Michael’s eyes widened. “Interesting woman.”
I nodded.
“But I’m getting good at anticipating her take on things now.”
“So, go on then. What would she say about what you’ve chosen for lunch today?”
I shook my head. “You don’t want to know.” But he persisted.
“Okay.” I took a slug of coffee. “Bev would say something to the effect of… that my hummus and tzatziki pita bread combo resembles a nasty vaginal discharge plastered onto a piece of cardboard.”
Michael laughed. “And mine? What would Bev say that I was consuming for lunch?”
“Well… some might call it bratwurst with lemon mayo; but Bev would say that it looks like ‘someone’s bell-end got infected and that they’re pissing custard.'”
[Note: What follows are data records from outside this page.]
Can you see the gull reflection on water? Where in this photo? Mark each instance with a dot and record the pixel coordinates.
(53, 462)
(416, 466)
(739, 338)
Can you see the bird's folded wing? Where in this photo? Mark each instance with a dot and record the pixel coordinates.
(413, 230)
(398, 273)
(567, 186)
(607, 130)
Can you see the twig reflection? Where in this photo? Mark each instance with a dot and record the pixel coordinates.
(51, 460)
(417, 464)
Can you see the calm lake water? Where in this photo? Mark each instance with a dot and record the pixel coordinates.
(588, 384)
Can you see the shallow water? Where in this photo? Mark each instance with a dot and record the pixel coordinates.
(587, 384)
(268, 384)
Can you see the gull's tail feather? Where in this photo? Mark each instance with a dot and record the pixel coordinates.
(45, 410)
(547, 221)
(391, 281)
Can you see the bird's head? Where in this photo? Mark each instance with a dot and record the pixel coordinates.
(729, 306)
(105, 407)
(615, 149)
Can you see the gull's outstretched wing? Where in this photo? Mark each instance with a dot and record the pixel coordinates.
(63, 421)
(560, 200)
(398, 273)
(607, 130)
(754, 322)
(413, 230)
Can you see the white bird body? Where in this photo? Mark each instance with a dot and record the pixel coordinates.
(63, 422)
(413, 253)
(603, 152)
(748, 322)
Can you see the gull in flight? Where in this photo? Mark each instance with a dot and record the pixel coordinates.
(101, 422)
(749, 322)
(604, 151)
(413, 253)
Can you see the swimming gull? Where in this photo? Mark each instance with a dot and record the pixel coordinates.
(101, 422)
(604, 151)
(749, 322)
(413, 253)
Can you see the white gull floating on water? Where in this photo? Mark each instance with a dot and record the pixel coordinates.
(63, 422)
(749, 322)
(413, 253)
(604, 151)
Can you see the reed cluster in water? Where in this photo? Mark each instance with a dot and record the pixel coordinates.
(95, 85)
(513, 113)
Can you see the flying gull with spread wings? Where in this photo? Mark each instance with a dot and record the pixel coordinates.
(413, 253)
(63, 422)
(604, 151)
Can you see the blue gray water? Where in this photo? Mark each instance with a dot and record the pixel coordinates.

Michael coughed as a remnant of his sandwich got lodged in his throat. His eyes began to water and he gulped some of his water.
“Sorry, Michael. But you did ask. Has the ghost of Bev’s culinary comparisons put you off your lunch?”
He shook his head and grinned, licking the mayonnaise from his lips. “Not at all. I’ve got a stomach of steel. I’ve eaten some strange things in my time in – “
“Yeah – dead rats in Afghanistan or in the trenches of The Somme, or wherever.”
His eyes glimmered. “You’re clearly getting to know me rather too well. But tell me, Rachael. Or rather – please don’t tell me - that you’ve put this Bev character in charge of the menu-setting for your cafe and chocolatiers?”